An open-label and nonrandomized study by Scott Shannon, MD (2019) in The Permanente Journal showed CBD to be better tolerated than routine psychiatric medications and displayed promise as a tool for reducing anxiety in clinical populations. “Seventy-two psychiatric patients with anxiety or sleep disorders were given between 25-175mg of CBD a day, alongside existing psychiatric medications. After two months of treatment, 78.1% of patients reported feeling less anxious and 56.1% experienced improved sleep.”

Mary Biles in an issue of Project CBD, an online website reporting on cannabis research, tells us “a number of clinical trials to study the effectiveness of CBD for anxiety are in the process of recruiting, including one using 25mg of full spectrum CBD soft gel capsules over a period of twelve weeks; and a phase II clinical trial evaluating the efficacy of CBD for social anxiety, which measures changes in endocannabinoid levels.
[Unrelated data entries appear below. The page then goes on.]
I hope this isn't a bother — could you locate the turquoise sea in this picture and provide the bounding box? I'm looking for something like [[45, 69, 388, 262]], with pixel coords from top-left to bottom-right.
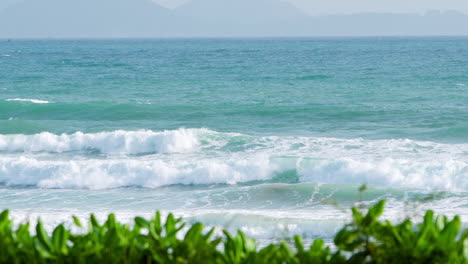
[[0, 37, 468, 241]]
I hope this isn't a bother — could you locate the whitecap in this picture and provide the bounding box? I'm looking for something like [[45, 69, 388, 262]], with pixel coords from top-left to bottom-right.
[[5, 98, 49, 104]]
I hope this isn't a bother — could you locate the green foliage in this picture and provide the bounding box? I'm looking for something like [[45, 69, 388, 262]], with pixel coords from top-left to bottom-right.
[[0, 201, 468, 264]]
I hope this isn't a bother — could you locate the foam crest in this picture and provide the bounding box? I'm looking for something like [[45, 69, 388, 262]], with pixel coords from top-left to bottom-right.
[[0, 129, 206, 154], [5, 98, 49, 104], [0, 156, 272, 189], [0, 154, 468, 191]]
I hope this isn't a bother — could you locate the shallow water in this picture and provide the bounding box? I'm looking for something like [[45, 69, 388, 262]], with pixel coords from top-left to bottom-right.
[[0, 37, 468, 241]]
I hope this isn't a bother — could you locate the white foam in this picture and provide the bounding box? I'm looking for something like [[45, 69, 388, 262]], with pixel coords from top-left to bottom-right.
[[0, 129, 207, 154], [0, 156, 273, 189], [5, 98, 49, 104], [0, 154, 468, 191], [0, 129, 468, 191]]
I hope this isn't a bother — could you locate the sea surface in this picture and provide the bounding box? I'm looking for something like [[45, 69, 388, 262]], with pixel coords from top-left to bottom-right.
[[0, 37, 468, 243]]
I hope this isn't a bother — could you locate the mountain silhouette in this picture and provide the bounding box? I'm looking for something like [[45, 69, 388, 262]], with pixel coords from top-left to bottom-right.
[[0, 0, 468, 38], [0, 0, 173, 37]]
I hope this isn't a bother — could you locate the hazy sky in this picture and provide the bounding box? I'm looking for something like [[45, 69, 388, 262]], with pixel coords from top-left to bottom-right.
[[0, 0, 468, 15], [153, 0, 468, 15]]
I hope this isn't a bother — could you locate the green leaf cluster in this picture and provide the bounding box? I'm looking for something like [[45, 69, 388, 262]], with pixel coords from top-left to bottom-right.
[[0, 201, 468, 264]]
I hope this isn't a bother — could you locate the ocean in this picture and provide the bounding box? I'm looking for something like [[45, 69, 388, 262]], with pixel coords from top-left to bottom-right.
[[0, 37, 468, 243]]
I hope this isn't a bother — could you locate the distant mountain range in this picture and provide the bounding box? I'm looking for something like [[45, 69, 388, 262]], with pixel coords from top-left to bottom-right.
[[0, 0, 468, 38]]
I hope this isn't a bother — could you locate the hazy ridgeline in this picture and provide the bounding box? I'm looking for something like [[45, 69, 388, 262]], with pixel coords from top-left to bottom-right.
[[0, 0, 468, 38]]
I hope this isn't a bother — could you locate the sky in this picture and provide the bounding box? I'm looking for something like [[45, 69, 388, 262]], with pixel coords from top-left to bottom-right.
[[150, 0, 468, 15], [0, 0, 468, 15], [0, 0, 468, 38]]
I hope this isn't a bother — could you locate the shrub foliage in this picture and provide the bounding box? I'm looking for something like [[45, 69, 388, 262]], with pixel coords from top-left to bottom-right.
[[0, 201, 468, 264]]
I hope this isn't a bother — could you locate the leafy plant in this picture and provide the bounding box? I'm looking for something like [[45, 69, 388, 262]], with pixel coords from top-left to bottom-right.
[[0, 201, 468, 264]]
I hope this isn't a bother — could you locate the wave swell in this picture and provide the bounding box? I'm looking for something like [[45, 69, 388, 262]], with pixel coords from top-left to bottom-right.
[[0, 129, 204, 154]]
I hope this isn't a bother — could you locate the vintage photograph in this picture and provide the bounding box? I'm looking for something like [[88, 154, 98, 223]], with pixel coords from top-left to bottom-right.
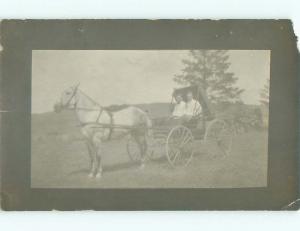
[[31, 50, 271, 188]]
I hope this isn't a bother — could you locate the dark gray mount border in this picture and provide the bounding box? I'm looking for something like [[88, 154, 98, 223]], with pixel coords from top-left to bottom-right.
[[1, 20, 299, 210]]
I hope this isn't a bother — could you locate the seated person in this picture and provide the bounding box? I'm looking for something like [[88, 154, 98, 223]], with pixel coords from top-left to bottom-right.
[[171, 94, 186, 119], [184, 92, 202, 121]]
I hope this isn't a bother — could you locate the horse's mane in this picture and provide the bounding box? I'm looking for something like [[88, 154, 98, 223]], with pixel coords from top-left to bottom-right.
[[105, 104, 130, 112]]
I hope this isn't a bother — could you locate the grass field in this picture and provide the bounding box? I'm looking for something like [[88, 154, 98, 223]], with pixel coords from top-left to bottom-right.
[[31, 109, 268, 188]]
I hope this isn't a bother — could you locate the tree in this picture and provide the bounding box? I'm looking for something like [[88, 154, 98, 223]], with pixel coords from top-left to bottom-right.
[[174, 50, 243, 103], [260, 79, 270, 106]]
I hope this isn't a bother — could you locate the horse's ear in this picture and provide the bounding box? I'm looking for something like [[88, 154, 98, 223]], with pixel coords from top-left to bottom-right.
[[74, 82, 80, 89]]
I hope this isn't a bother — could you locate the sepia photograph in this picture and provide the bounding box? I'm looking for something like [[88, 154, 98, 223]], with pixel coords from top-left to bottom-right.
[[31, 50, 271, 188]]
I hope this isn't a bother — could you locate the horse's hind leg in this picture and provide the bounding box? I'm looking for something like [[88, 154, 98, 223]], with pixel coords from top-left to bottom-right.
[[136, 136, 147, 169], [95, 141, 102, 178]]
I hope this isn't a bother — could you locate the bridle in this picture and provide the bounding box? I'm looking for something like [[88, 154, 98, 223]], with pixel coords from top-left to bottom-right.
[[63, 87, 109, 126]]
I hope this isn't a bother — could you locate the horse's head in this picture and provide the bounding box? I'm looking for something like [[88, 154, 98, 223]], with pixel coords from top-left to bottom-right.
[[54, 84, 79, 112]]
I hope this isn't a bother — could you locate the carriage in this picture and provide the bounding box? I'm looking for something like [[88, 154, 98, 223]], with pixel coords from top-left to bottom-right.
[[127, 85, 232, 167]]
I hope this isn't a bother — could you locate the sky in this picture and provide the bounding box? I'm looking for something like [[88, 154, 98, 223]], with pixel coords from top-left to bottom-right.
[[31, 50, 270, 113]]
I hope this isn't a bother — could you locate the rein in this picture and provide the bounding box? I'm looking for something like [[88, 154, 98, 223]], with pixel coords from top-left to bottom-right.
[[67, 89, 114, 140]]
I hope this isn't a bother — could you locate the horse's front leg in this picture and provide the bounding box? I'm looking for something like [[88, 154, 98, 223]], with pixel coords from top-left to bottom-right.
[[86, 140, 97, 177], [94, 138, 103, 178]]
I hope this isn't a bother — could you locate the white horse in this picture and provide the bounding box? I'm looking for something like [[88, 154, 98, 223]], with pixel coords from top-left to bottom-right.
[[55, 84, 152, 178]]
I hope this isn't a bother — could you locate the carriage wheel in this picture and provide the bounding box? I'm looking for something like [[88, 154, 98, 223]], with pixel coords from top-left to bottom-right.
[[204, 120, 233, 155], [166, 125, 194, 167], [126, 136, 142, 163]]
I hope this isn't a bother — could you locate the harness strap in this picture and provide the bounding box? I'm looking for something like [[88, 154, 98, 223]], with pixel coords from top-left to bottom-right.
[[96, 108, 104, 123], [107, 111, 114, 140]]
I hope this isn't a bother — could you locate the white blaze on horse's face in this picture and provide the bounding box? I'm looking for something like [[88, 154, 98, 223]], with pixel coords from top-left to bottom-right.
[[61, 87, 77, 109]]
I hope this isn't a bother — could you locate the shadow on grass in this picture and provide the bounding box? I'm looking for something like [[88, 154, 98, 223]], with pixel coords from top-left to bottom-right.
[[68, 152, 211, 176]]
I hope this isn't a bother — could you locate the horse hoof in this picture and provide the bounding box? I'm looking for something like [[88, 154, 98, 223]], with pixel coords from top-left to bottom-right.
[[96, 172, 102, 179], [88, 172, 94, 178], [140, 164, 145, 169]]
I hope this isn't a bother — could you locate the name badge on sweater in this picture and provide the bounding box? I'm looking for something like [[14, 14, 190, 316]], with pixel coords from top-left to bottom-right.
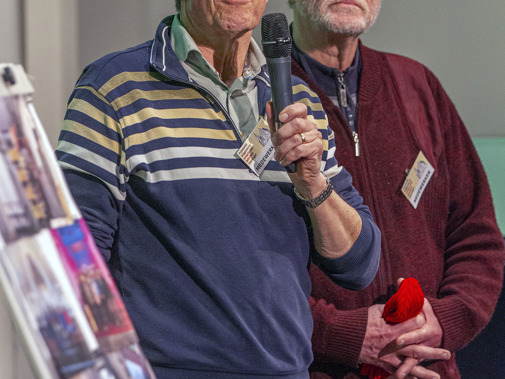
[[402, 151, 435, 209], [235, 118, 274, 176]]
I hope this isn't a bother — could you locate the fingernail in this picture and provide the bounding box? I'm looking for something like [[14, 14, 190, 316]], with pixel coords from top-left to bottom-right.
[[279, 113, 288, 122]]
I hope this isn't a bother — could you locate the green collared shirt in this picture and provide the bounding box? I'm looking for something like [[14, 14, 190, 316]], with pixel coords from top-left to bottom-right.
[[170, 15, 266, 139]]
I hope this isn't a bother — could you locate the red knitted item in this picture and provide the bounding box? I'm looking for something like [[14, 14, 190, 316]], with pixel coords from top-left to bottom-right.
[[361, 278, 424, 379]]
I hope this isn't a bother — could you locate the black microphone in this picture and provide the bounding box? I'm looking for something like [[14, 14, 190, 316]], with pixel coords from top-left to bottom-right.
[[261, 13, 296, 173]]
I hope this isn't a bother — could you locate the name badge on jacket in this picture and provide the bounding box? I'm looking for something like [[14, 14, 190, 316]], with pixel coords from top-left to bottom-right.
[[402, 151, 435, 209]]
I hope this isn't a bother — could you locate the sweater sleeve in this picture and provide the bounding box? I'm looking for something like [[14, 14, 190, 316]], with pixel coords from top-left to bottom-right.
[[427, 67, 505, 351], [56, 76, 126, 260], [313, 163, 381, 291]]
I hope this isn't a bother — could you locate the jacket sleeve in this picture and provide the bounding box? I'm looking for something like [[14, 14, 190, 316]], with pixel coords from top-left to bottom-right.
[[427, 66, 505, 351], [309, 266, 368, 367]]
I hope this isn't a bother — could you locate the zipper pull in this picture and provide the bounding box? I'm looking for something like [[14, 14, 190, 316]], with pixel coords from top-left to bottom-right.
[[352, 132, 360, 157], [337, 74, 347, 108]]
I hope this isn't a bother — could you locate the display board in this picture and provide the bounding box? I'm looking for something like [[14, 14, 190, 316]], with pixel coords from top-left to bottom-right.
[[0, 64, 155, 379]]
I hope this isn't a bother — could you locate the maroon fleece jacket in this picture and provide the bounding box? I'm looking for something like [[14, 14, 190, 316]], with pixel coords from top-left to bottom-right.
[[292, 44, 505, 379]]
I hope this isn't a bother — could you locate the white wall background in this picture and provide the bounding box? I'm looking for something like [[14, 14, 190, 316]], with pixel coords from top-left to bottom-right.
[[0, 0, 505, 379]]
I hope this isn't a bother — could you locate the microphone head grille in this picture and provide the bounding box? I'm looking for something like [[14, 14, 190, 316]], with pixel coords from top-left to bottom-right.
[[261, 13, 291, 58]]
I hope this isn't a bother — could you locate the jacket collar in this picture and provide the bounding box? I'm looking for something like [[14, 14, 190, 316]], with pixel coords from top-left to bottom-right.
[[149, 15, 189, 82]]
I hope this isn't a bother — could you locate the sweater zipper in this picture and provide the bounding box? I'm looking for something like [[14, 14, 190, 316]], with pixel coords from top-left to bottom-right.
[[337, 73, 361, 157], [352, 131, 360, 157]]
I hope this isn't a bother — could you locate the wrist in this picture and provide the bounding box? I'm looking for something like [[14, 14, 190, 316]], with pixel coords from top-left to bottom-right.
[[294, 172, 333, 208]]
A Harvard Medical School research project will compare whole-plant and single-extract CBD solutions for anxiety.”  If you want to enter into other clinical trials on cannabis,  go to https://clinicaltrials.gov/ct2/show/results/NCT03549819.

In the meantime, it would not hurt to ingest a low dose of CBD from your local dispensary during these stressful times. Do not let anyone tell you there is not enough research on medical cannabis. The PubMed.org site has thousands of published papers demonstrating the effectiveness of this miraculous plant.